Germany Celebrates 500 Years since Reformation

W300

Germany on Tuesday celebrates 500 years since theologian Martin Luther nailed his "95 theses" to a church door, marking the start of the Reformation that created the Protestant church and transformed European society.

German Chancellor Angela Merkel and President Frank-Walter Steinmeier will attend a service at the same church where Luther is said to have first displayed his list of criticisms of the Catholic Church in 1517.

The 2.30pm (1330 GMT) service at the gothic Schlosskirche (All Saints' Church) in Wittenberg will mark the end of year-long celebrations by protestants in 700 German towns and cities.

Wittenberg, a town of 47,000 inhabitants 100 kilometers (60 miles) southwest of Berlin, has itself received tens of thousands of Christian visitors from around the world in recent months.

Reformation Day on October 31 is this year a public holiday across all of Germany.

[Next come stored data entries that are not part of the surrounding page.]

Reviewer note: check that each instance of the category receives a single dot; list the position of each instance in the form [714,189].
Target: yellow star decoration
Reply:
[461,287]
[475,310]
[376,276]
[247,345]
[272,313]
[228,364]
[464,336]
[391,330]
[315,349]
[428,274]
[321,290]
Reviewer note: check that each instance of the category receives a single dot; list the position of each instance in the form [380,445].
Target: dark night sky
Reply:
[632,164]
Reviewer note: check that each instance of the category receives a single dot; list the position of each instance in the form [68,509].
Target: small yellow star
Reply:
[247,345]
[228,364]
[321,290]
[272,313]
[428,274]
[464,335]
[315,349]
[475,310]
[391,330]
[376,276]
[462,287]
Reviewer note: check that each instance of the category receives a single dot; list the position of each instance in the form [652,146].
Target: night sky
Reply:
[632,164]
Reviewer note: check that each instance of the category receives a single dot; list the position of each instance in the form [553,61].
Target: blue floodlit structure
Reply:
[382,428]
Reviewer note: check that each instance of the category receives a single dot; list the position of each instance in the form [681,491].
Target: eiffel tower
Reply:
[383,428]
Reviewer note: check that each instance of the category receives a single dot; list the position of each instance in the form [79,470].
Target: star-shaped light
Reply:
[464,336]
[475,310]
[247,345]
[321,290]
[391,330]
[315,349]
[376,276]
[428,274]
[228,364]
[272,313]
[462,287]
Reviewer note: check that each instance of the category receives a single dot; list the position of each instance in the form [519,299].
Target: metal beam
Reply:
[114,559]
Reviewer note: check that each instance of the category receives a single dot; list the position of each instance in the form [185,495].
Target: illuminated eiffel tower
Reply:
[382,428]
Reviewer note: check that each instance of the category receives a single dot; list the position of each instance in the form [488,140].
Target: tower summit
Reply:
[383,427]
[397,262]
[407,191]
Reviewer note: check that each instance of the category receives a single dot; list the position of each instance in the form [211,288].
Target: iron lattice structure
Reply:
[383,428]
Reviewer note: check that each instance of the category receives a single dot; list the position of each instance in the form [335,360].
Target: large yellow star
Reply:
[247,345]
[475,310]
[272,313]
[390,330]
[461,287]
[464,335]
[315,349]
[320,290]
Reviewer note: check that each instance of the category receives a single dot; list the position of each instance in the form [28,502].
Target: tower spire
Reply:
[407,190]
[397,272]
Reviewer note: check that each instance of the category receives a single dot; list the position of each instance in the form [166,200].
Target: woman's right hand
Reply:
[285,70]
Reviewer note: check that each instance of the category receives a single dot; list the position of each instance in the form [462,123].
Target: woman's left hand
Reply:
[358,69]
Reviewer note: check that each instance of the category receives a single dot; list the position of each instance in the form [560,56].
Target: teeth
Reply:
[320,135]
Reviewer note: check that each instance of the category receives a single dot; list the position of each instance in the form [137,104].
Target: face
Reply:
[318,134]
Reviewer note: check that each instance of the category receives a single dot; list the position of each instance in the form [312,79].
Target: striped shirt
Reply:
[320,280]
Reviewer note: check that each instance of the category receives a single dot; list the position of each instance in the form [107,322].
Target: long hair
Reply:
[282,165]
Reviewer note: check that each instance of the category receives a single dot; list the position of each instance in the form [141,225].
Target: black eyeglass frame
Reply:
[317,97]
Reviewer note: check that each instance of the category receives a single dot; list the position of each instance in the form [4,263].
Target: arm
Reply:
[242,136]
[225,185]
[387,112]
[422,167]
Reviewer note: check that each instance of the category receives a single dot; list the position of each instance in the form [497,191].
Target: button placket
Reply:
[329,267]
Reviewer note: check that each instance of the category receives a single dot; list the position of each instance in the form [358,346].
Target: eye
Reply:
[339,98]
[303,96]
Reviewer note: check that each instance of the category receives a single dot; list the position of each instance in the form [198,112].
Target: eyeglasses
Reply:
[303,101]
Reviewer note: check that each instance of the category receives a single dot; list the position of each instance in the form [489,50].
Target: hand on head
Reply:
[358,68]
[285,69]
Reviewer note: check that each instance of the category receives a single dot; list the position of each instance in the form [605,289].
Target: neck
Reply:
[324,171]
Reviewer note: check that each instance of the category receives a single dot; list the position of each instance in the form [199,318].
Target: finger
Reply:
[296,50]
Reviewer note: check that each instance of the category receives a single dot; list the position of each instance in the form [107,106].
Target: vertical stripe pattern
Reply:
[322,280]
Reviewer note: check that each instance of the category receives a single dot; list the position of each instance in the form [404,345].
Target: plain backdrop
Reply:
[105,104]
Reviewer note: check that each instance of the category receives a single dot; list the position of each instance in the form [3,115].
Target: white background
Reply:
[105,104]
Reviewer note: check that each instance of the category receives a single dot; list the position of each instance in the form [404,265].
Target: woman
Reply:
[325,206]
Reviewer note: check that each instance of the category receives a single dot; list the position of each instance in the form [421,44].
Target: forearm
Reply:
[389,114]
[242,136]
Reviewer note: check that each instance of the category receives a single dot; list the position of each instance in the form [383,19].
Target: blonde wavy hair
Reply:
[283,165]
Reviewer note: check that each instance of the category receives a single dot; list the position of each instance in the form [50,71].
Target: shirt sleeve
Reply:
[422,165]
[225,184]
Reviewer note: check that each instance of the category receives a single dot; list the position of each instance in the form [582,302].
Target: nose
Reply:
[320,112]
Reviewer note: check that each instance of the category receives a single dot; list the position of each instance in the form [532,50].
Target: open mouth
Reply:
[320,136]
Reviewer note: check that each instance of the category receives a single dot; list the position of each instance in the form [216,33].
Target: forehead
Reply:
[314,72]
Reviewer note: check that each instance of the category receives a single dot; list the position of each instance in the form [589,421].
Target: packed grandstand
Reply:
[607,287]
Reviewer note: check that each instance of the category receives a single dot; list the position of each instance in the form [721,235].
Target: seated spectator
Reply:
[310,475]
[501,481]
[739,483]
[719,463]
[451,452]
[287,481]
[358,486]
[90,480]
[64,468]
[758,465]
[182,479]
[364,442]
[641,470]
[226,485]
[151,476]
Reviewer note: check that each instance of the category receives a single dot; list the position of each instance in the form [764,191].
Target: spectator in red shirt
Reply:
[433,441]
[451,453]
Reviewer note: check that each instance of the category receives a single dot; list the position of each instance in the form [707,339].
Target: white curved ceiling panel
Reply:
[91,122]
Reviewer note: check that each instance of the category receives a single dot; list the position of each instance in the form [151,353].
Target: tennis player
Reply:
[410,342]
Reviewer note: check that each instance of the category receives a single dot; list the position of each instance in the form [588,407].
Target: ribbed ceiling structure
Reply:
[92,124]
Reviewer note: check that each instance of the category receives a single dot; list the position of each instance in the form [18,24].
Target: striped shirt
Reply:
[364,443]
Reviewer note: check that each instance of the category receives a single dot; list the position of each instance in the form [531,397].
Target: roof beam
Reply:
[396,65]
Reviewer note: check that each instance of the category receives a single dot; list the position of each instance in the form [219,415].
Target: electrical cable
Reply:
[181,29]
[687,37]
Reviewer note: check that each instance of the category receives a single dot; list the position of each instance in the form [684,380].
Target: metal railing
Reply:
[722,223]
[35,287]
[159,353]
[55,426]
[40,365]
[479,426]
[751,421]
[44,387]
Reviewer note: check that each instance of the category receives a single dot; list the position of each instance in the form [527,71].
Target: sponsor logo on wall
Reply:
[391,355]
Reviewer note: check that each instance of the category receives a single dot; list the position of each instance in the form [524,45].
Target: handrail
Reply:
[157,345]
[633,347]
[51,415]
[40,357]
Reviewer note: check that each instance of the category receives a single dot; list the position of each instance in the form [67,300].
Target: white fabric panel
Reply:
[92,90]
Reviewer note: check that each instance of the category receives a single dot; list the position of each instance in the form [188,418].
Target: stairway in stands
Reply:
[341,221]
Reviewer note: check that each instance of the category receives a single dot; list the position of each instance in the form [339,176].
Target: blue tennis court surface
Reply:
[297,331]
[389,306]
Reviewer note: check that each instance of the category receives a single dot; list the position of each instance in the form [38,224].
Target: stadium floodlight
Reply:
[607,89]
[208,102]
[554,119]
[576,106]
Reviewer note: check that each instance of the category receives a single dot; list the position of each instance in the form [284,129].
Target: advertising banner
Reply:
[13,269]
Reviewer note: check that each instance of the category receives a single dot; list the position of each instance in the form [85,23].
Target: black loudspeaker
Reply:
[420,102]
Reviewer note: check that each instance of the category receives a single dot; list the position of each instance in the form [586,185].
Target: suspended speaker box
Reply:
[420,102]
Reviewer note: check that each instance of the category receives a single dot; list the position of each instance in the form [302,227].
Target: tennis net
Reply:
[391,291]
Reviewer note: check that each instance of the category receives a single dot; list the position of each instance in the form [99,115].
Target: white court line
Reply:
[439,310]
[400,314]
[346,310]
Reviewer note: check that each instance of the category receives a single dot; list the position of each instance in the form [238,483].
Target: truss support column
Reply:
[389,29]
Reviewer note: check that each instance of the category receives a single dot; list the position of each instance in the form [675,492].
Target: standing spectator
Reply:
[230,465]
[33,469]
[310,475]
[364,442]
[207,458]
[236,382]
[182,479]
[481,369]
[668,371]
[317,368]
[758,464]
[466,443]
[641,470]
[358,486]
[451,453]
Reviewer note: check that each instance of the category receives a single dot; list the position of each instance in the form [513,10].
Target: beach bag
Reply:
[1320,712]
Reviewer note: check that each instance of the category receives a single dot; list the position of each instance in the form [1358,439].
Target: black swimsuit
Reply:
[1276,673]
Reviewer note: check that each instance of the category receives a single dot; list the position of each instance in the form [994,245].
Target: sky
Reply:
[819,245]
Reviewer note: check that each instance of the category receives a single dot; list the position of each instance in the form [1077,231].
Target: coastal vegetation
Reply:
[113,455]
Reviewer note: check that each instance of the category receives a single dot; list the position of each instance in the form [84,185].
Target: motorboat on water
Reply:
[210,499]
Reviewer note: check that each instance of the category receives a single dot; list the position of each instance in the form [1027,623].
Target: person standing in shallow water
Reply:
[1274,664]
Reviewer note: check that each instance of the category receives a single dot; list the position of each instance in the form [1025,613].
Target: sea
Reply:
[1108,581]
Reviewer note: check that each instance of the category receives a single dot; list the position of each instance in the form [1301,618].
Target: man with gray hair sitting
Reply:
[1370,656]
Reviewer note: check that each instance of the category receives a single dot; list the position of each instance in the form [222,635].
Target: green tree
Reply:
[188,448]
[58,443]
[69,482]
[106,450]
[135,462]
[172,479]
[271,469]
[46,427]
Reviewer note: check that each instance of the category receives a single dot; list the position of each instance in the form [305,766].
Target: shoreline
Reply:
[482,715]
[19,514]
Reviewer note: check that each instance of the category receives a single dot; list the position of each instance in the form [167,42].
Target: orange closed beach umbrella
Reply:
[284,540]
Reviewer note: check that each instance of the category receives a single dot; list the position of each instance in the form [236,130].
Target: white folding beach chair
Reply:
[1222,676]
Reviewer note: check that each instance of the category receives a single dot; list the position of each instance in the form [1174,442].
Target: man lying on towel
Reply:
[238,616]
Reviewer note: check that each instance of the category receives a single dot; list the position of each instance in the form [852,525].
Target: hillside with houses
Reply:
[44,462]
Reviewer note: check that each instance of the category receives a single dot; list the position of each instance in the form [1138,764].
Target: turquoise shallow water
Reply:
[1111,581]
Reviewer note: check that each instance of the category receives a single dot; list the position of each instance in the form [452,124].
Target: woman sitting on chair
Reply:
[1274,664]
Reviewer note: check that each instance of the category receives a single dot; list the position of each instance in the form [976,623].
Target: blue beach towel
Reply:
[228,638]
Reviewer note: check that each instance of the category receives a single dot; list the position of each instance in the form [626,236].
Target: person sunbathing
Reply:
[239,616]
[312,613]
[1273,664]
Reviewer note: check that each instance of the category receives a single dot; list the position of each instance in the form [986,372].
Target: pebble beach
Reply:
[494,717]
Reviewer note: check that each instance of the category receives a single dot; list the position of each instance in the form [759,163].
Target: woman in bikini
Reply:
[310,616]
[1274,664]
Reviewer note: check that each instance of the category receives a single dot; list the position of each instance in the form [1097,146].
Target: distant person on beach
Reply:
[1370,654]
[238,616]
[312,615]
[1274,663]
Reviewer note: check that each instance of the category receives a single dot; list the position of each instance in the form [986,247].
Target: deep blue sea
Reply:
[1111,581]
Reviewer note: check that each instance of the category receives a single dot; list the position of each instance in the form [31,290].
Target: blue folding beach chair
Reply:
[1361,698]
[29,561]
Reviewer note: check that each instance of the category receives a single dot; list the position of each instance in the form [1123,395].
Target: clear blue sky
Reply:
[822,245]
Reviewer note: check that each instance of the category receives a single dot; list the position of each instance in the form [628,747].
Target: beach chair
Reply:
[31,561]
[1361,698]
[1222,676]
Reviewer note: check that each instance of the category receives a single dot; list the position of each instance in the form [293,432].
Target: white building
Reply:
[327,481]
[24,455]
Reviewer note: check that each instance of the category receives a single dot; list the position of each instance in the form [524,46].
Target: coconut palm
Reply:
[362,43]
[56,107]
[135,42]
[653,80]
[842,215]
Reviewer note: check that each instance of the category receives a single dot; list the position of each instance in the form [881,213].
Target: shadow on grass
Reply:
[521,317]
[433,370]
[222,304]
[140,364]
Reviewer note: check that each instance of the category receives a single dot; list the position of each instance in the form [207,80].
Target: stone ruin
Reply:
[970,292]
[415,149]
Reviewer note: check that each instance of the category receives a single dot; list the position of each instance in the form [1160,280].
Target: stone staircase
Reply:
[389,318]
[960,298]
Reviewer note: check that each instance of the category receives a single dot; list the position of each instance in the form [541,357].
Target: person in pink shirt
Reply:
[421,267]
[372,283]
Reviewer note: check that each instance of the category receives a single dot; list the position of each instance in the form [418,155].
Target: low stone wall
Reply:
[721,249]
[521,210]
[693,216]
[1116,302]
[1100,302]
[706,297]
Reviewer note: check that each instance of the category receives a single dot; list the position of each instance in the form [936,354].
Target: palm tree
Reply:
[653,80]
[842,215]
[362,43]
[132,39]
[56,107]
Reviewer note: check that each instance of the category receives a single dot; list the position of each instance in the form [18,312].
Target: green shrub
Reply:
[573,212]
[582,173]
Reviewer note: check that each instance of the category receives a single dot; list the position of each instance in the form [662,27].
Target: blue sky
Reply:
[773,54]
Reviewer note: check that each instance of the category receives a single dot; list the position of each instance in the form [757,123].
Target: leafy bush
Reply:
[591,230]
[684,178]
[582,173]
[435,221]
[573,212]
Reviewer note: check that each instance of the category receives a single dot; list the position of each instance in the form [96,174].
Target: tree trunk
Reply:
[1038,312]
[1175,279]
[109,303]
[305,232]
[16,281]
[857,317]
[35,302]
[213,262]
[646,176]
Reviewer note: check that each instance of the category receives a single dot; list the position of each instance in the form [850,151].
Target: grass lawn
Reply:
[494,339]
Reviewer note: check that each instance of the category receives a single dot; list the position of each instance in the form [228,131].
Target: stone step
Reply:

Usually it is a day off only in certain states.

Half a century ago Luther challenged Catholic clerics' practice of selling "indulgences" to repentant worshipers.

He said Christians could not buy or earn their way into heaven but only entered by the grace of God. 

His challenge led to a historic break from the Catholic Church.

However, the theologian's name has also been associated with one of Germany's darkest periods: his attacks on Judaism in his writings were used as a reference for Nazi ideology.

Merkel, herself the daughter of a Protestant pastor, said it was essential that Luther's anti-Semitism never be scrubbed from his theological legacy.

"That is, for me, the comprehensive historical reckoning that we need," she said in her weekly video podcast on Saturday.

A row over a medieval anti-semitic carving which remains on the facade of another church in Wittenberg risks overshadowing the celebrations.

It is one of the last remaining examples of anti-Jewish folk art that was common in Europe at the time.

A petition started by British theologian Richard Harvey has called for the sculpture to be removed from the public sphere and displayed in a museum.